Homepage of Nir Shlezinger
I received my Ph.D. in Electrical Engineering from Ben-Gurion University in 2017, under the supervision of Dr. Ron Dabora. Prior to that I received my B.Sc. degree and my M.Sc. degree in 2011 and 2013, respectively, from Ben-Gurion University, all in Electrical Engineering.
From 2009 to 2013 I worked as an engineer at Yitran Communications.
- Wireless communications.
- Signal processing for communications.
- Information theory.
- Deep learning.
- Power line communications.
- Adaptive signal processing.
Quantization refers to the representation of a continuous-amplitude signal using a finite number of bits.
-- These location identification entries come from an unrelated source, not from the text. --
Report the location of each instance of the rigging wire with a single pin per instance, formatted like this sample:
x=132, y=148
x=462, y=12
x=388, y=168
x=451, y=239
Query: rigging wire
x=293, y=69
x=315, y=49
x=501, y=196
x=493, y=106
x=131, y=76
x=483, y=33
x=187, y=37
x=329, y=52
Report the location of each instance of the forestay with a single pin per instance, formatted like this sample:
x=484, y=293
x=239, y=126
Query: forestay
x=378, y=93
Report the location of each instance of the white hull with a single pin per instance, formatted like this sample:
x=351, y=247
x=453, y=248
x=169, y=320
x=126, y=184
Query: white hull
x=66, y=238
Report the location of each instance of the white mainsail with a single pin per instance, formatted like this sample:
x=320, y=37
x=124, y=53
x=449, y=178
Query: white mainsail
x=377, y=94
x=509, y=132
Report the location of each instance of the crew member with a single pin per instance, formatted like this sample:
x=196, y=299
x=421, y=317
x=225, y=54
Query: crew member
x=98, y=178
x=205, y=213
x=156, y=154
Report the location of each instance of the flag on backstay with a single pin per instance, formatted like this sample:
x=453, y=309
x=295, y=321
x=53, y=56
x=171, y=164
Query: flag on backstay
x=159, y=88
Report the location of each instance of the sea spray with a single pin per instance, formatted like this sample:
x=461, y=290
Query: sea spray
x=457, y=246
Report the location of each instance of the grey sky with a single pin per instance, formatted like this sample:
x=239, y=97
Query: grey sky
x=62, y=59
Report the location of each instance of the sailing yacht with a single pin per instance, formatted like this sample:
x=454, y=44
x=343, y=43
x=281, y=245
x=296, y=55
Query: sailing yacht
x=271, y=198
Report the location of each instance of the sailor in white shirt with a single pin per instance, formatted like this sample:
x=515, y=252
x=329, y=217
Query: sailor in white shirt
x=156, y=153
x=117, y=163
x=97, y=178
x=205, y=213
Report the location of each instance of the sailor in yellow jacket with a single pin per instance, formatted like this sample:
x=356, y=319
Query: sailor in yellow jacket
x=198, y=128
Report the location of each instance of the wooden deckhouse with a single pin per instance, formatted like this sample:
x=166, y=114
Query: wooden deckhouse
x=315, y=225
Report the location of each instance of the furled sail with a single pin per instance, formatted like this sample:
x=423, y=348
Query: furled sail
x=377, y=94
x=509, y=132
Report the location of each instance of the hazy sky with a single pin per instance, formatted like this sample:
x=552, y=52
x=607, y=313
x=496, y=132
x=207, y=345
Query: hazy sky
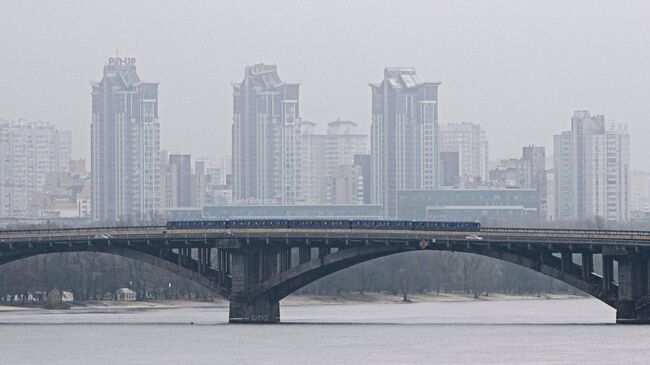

Quantizers are typically designed to obtain an accurate digital representation of the input signal, while operating independently of the system task, and are commonly implemented using serial scalar analog-to-digital convertors (ADCs). In my work I study task-based quantization with serial scalar ADCs. This research combines lossy source coding and quantization theory with tools for handling the hardware limitations, including convex optimization and machine learning.
A video of my talk on task-based quantization from BIRS workshop (October 2018) can be found here.
Massive MIMO - From Theory to Practice
Massive MIMO systems are multi-user wireless networks in which the BS is equipped with an arbitrarily large number of antennas. While massive MIMO technology has the potential of increasing the spectral efficiency of wireless networks, using a large scale antenna array, and particularly, accurately quantizing the signal observed at the antennas, gives rise to various implementation challenges. Among these challenges are increased cost, high power consumption, and large memory usage. In my work I study massive MIMO systems, starting from the fundamental limits of such channels, computed assuming only standard power constraints, and proceeding to the realization of practical systems accounting for these constraints. This work uses tools from a broad range of research areas, including network information theory, random matrix theory, lossy source coding, and metamaterials analysis.